Workers Bear Larger Share of Health Premium Costs

The average employee contribution toward premiums for family coverage climbed 14 percent this year to nearly $4,000, according to a report by the Kaiser Family Foundation and the Health Research and Educational Trust released Thursday. Contributions for single coverage grew 15 percent.

(AP) — Researchers say workers are paying a larger portion of health insurance costs as businesses, trying to ride out the economic downturn, shift more of the burden to their employees.

The average employee contribution toward premiums for family coverage climbed 14 percent this year to nearly $4,000, according to a report by the Kaiser Family Foundation and the Health Research and Educational Trust released Thursday. Contributions for single coverage grew 15 percent.

Total premiums rose a modest 3 percent for family coverage and 5 percent for single employees. But Kaiser Family Foundation CEO Drew Altman said companies passed most of those increases on to workers instead of absorbing them as they usually do.

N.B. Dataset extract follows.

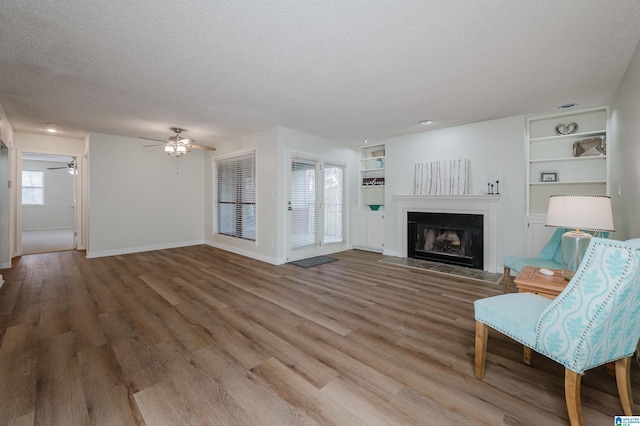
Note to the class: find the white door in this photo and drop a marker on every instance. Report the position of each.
(303, 207)
(315, 206)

The nonprofit Kaiser and the research trust surveyed more than 3,000 randomly selected companies from across the country earlier this year.

Researchers found that businesses still pay at least 70 percent of the total premium, on average, for their workers. But they're asking workers to chip in more, and that goes beyond increasing the premium contribution.

"The coverage that employees get is looking less and less like the coverage that their parents used to get," Altman said.

A growing percentage of workers are covered by health insurance that requires them to pay a deductible of $1,000 or more before most coverage starts. The increase is most striking with smaller companies, where 46 percent of workers are enrolled in high-deductible plans, up from 16 percent in 2006.

At companies with 200 or more employees, 17 percent of covered workers had high-deductible plans, up from 6 percent four years ago.